South Pacific Division leaders discuss pressing environmental issues

SPN Public Affairs Office
Published May 5, 2015
LAKE SONOMA, Calif. – Led by South Pacific Division Commander Brig. Gen. Mark Toy, leaders from across the region held three days of discussion last week on a range of division operations at the San Francisco District’s Lake Sonoma -- everything from enhancing communications and team building to viewing the effects of a drought now in its fourth year and its impact on Corps environmental and fish habitat restoration projects.
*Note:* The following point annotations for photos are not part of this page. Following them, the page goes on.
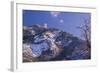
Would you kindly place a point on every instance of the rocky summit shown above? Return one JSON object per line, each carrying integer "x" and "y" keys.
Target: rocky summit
{"x": 49, "y": 44}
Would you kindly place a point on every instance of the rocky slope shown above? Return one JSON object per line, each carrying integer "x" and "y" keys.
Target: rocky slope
{"x": 50, "y": 44}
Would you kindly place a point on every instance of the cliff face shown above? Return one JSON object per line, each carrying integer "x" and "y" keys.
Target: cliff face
{"x": 50, "y": 44}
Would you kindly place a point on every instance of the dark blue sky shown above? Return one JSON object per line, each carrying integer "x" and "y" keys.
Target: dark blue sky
{"x": 66, "y": 21}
The Lake Sonoma setting served as a reminder to the Regional Governance Board of how severely the drought has affected California. Discussions reflected some of the most pressing water-conservation issues facing the San Francisco, Sacramento and Los Angeles districts. The Corps is working with federal, state and local water agencies and environmental organizations along with property owners in the region to help strike a balance between preserving water levels in the lake -- a reservoir that is the source of water for some 600,000 Sonoma County residents -- while ensuring that severely reduced flows in the Russian River Basin do not threaten endangered salmon and steelhead trout with extinction for a second time.

“We know that the state is going through some unprecedented drought that we’ve never experienced,” said Gen. Toy, adding that the Corps is working with California water authorities and other stakeholders to mitigate the drought’s impact including monitoring levels in Lake Sonoma and Lake Mendocino farther to the north, as well as keeping a close eye on local Coho and Chinook salmon and trout.
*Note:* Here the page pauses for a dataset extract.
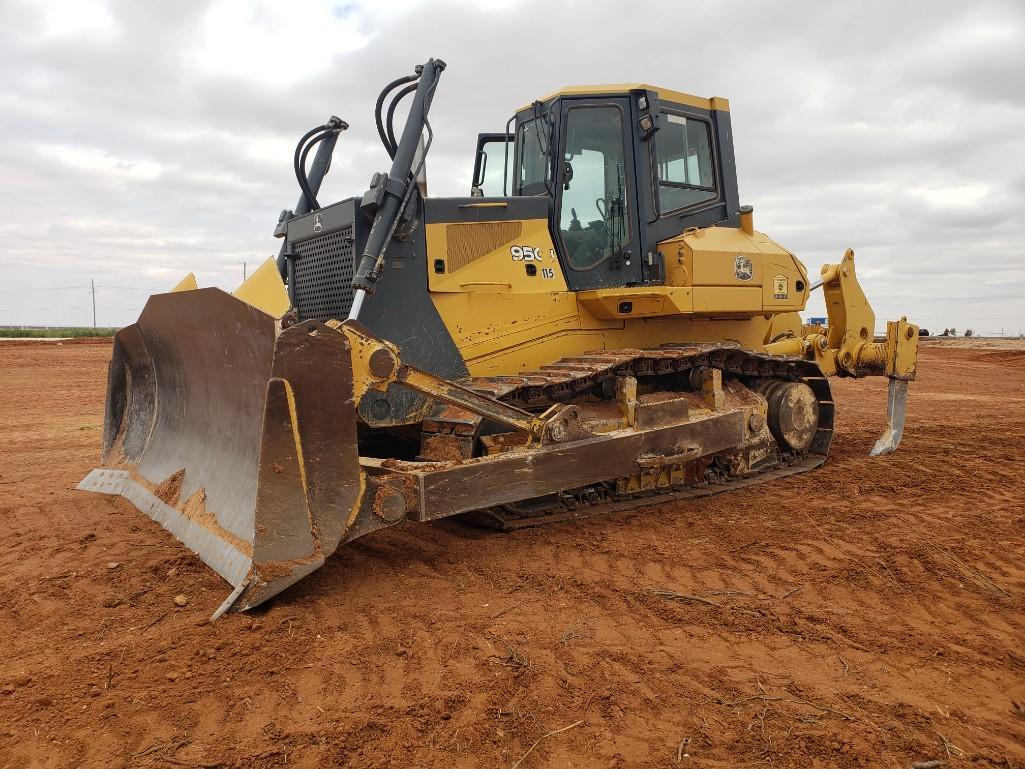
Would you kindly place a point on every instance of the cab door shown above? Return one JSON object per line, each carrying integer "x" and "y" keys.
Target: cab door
{"x": 596, "y": 209}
“It’s a responsibility we have as a Corps to be a teammate and a partner with them. It’s clearly going to be something that’s not going away and we’re going to have to meet that challenge head on,” the general said.

MANAGING LOCAL FISH STOCKS

The nearby Russian River, which winds through the heart of California’s wine country, was once home to the region’s largest population of Coho salmon but their numbers fell to near extinction by 2001, in part because of high water flows released by Warm Springs Dam and the consequential blockage of upstream migration. On a tour of the Dry Creek tributary, San Francisco District’s Chief of Operations and Readiness Mike Dillabough briefed division leaders on a 12-year project to enhance a six-mile stretch of the creek that will provide a sanctuary for salmon and steelhead from faster moving currents.

DON CLAUSEN FISH HATCHERY

During the conference, division leaders got a close-up look at salmon at Sonoma’s Don Clausen Fish Hatchery, the only recovery hatchery north of the San Francisco Bay built to replenish self-sustaining populations of salmon in the Russian River watershed. Owned by the Corps and managed jointly with the California Department of Fish and Wildlife, the hatchery raises and releases an estimated 500,000 offspring every year. But low water levels are raising concerns that the Corps may have to step in to ensure that released salmon are not threatened again, this time by low water levels triggered by the continuing drought.

ABOVE ALL, TAKING CARE OF PEOPLE REMAINS TOY’S TOP CONCERN

Despite the on-going drought, Toy described the environmental challenges it poses for the Corps as just one of many issues he faces as leader of the South Pacific Division, which covers parts of 10 states across the Southwest. “I spend a lot of my time trying to deal with the higher level issues because I’ve got four great commanders and four great deputy project managers who can handle the day to day issues,” he said. Overall, he believes the face-to-face contact he had with division leaders in the relaxed setting of the Lake Sonoma resort will pay dividends. “What’s important to me is not only taking care of people who are our partners, stakeholders and sponsors but taking care of our own workforce. That’s our big challenge here.”